There is a quiet little house in Forty-fifth Street, New York, which the passers-by scarcely notice, yet in it is living a lady, who, within a few years, has attained a prominence upon the stage which has made her pleasant, cheery features known to all the intelligent theatre-goers of the city. Prominent as her position is, [Fanny Davenport] has not yet passed the number of years which indicates that she can be called “old maidish.” The freshness of her youth has continued until to-day, and her naïveté is as it was when, in her early days, she adored Dickens, and wept over the sorrows of Little Nell. In her enthusiasm she wrote him a long letter, full of thanks for the pleasures which the great reader and writer of nature had given her. It was only when she had reached her tenth year that she received, as a Christmas present from her father E.L. Davenport, a copy of Dickens’s works, which held up life to her as in a mirror. She said in her letter that she was the daughter of an actor and actress; and her heart was touched by the sad story of Dora’s love life, and was made strong by the infallible earnest truth of Little Dorrit. Her faith in the success of her future life gave her the boldness to say she would have “a play made from all his books, and never play any parts but the beautiful character he had created.” On the arrival of Mr. Dickens in America, among his first letters he wrote the following: “If the Miss Davenport receiving this is the Fanny Davenport who wrote a long letter some years ago to Mr. Dickens, will she give him the opportunity of thanking her for the child’s gift he has never forgotten.” Miss Davenport keeps this terse letter among her choicest treasures–close to the diamonds which have excited both the envy and admiration of her enthusiastic audiences. There is little doubt that Miss Davenport, who is not a mere child of the stage, ornamented for display, holds this letter of Dickens as among her chiefest jewels.

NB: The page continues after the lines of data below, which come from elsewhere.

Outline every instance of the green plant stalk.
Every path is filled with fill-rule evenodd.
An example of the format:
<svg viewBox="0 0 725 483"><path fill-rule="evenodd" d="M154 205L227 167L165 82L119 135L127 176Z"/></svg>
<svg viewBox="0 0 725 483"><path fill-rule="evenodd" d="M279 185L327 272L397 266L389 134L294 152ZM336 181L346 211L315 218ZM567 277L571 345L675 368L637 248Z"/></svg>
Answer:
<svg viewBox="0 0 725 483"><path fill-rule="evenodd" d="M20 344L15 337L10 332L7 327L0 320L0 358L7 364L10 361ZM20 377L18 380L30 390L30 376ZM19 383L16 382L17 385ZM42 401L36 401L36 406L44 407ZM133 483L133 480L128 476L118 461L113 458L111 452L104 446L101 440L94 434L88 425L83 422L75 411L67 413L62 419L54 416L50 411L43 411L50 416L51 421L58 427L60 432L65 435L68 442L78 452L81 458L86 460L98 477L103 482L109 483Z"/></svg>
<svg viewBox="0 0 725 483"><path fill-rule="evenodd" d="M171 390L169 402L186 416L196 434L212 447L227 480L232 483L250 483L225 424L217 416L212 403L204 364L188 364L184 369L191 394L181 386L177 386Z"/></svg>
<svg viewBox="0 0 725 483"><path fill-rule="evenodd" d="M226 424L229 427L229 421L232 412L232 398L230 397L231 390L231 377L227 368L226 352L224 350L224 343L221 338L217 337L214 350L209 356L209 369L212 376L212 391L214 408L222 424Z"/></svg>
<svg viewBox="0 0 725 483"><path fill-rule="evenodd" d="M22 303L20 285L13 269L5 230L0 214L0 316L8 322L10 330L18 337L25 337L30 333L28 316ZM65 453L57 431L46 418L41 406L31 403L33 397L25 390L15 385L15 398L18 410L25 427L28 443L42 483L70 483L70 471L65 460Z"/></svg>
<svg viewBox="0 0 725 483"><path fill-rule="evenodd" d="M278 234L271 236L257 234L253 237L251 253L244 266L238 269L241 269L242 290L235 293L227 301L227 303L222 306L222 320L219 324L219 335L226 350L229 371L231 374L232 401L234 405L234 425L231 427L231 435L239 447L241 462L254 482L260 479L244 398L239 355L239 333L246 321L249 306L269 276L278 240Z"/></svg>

Fanny Davenport is now twenty-seven years old; was born in London, England, at the time her father was making a most successful tour with Anna Cora Mowatt. Almost from her cradle her mind has been associated with the lives and performances of actors and actresses. Commencing her career she did not imagine all the applause of the public, and the trophies of victory from the critics of the press, were to be gained simply by a pretty face. It is doubtful even if she has a consciousness of the beauty which enchants so many. Her course has been one of conscientious, hard, industrious labor, and a firm determination to earn praise, not simply to win it [. . .] Her first appearance was the Howard Athenæum, in Boston, and when she took the part of the child in “Metamora,” she was well received and her pertness and prettiness admired. Her head was not turned; she became a close student; and, step by step, she has ascended the ladder until few rungs remain between her and a world-wide fame.
The Aldine 1/1/1877: 361-362. Print.